President Olusegun Obasanjo has joined in the mediation efforts and his spokeswoman said he was optimistic the men would be freed unharmed.
Six Britons, a Canadian and an American were seized on Friday from an offshore rig in the south of the country.
Militants in the region are seeking more local control of oil wealth.
The BBC's Alex Last in Lagos said indications are that negotiations with the kidnappers should be resolved quickly.
The men are reported to be in good health - they have received clothing and toiletries and have also been allowed to call their employers.
It is not clear who is holding the men.
The rig, 20km (12miles) out to sea, had sent out a distress call on Friday, saying it was under attack from between 20 and 30 men in speedboats.
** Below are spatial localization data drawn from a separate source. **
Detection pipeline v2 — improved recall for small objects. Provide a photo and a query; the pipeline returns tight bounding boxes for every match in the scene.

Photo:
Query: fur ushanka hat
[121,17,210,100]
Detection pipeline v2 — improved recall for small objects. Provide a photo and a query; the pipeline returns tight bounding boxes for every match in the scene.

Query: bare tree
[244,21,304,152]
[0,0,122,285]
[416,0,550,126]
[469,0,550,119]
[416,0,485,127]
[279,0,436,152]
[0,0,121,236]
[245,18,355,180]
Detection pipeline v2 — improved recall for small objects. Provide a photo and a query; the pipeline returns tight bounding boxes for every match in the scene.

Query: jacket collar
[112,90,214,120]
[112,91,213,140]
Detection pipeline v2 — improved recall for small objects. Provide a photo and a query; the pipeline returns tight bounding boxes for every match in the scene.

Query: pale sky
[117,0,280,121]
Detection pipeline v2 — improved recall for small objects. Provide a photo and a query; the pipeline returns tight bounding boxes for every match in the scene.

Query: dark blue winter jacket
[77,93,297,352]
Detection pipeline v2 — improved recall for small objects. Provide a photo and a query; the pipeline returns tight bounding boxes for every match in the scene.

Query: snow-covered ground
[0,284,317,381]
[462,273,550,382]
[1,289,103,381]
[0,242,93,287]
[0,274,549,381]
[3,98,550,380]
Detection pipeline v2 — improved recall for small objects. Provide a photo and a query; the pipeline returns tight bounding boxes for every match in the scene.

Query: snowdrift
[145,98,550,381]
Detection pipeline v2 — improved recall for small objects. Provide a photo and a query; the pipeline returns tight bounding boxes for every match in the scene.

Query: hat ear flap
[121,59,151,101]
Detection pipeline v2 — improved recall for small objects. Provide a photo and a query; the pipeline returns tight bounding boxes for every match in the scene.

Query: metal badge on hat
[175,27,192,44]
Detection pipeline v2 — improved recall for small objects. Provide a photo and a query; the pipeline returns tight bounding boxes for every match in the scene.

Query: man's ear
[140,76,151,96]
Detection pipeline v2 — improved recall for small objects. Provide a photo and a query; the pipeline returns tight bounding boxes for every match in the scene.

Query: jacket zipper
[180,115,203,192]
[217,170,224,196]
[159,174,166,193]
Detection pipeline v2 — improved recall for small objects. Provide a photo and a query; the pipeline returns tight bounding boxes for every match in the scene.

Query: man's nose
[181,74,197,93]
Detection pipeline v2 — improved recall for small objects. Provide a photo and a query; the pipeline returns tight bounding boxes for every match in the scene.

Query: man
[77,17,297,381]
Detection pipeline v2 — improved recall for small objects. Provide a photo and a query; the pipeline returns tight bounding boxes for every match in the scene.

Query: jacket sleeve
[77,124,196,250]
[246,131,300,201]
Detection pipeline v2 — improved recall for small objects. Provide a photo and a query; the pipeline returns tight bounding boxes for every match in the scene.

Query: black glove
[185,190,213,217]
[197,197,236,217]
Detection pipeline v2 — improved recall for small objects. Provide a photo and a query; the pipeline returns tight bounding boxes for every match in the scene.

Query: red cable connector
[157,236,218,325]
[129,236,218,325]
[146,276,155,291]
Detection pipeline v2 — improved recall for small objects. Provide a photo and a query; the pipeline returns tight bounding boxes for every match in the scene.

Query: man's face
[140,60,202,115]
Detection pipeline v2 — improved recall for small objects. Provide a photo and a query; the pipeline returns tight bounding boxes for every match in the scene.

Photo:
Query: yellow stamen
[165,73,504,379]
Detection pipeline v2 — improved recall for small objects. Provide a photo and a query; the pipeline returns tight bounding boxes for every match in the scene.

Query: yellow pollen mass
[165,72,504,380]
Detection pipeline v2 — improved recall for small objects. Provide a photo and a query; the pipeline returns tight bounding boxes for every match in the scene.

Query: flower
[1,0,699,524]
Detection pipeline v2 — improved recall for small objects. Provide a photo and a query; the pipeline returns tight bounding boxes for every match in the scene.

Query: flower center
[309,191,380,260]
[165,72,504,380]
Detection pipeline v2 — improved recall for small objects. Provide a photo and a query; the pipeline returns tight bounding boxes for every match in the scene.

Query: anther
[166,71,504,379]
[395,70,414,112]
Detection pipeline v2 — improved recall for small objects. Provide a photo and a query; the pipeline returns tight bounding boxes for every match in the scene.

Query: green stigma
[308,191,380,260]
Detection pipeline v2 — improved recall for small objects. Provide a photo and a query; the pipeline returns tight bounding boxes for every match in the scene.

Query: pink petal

The attackers in four boats fired shots into the air before boarding the rig, security sources said.
There were 84 oil workers on the rig when it was attacked, said a spokeswoman for Aberdeen-based Dolphin Drilling, which operates the rig.
The Nigerian government said the kidnapping appeared to be the result of a local dispute.
In the Niger Delta that usually means a community feels it has not been sufficiently compensated by oil companies and in those cases often a cash payment resolves the issue, our correspondent says.
An upsurge of attacks on foreign oil interests has cut Nigeria's oil production by 25% - a key factor in the high world price of crude oil.
The Niger Delta is home to Nigeria's oil industry, but there is widespread poverty and numerous armed militia groups operate in the area.
One group, the Movement for the Emancipation of the Niger Delta (Mend), says it is fighting for greater local control of the oil revenues and compensation from oil companies for pollution in the Delta.
In recent months, Mend has twice taken foreigners hostage in a series of raids. In both cases the men were eventually released unharmed.
However, the group has sent an email to media organisations saying it was not involved in Friday's kidnappings.
In April, Mend rejected President Obasanjo's offer of thousands more jobs and a new motorway for the area, saying it did not address its demands for more local control of oil wealth and demilitarisation.